Lee Chapel will get a new name, along with the removal of the Lee family crypt and a sculpture of the general. From now on, it will be simply University Chapel. The school’s Founders Day is history.

In a public memo, the board said it regrets “past veneration of the Confederacy and its role in perpetuation perpetuating ‘The Lost Cause’ myth that sustained racism” and “that the university itself owned human beings and benefited from their forced labor and sale.”

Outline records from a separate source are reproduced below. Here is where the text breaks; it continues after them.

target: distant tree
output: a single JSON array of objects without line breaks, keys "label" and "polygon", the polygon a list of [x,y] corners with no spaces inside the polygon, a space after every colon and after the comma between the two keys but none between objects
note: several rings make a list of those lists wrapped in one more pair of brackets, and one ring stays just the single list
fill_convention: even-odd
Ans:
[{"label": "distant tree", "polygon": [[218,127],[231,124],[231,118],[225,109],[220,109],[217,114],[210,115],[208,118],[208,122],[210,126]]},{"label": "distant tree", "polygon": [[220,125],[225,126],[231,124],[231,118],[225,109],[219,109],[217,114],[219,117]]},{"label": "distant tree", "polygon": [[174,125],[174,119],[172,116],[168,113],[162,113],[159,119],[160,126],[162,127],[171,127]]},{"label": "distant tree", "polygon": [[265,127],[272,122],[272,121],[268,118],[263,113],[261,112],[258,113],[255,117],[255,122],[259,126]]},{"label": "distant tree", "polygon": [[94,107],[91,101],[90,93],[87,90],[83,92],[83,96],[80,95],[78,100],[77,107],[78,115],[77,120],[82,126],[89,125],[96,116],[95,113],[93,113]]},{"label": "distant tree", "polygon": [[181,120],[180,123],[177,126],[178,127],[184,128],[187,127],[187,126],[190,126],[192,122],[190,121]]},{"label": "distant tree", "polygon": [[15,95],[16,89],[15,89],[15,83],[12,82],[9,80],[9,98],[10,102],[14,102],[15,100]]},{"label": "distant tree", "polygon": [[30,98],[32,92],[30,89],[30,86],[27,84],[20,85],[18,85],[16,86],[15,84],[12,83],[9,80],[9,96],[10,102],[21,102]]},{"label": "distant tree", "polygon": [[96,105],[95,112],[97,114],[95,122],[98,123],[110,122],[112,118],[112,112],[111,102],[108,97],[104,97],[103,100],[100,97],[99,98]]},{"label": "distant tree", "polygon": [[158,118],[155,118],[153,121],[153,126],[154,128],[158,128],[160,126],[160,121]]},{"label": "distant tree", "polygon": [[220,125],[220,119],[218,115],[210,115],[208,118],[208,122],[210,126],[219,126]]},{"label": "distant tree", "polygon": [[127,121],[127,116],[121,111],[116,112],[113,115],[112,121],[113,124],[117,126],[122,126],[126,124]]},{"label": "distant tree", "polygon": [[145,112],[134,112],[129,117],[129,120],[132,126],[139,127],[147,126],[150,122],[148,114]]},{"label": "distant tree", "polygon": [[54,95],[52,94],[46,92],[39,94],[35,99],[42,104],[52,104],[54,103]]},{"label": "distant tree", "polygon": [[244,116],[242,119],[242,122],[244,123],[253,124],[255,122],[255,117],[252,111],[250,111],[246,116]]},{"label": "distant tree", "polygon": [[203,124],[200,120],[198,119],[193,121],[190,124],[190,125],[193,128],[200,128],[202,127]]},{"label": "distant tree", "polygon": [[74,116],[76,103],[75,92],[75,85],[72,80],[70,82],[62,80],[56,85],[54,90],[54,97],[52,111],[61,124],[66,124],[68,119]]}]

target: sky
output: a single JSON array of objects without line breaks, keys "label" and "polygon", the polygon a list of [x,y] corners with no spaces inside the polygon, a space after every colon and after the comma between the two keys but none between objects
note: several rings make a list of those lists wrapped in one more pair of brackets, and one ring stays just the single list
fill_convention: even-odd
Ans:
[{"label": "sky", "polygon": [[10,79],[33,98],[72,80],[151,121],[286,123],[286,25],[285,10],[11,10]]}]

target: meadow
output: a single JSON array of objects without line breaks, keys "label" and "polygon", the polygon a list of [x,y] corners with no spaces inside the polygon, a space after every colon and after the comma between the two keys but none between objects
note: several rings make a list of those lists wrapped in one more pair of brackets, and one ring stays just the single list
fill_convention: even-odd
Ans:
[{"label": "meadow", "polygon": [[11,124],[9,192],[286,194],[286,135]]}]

“That sounds like an apology that was too long coming,” writes columnist Jennifer Rubin. “It is also a blueprint for substantive changes the school promises to make, including raising $160 million to fund the education of students regardless of financial circumstances. That means that a school that has generally served a well-to-do White population is investing in a more diverse student body.”

She adds:

That said, the school was under tremendous pressure from a collection of donors that essentially threatened to close their checkbooks if the name was changed. Opposing the name change doesn’t make anyone a racist. It does underscore the value of tradition and history. As an alumni parent, I was agnostic; as a journalist, I could understand both sides.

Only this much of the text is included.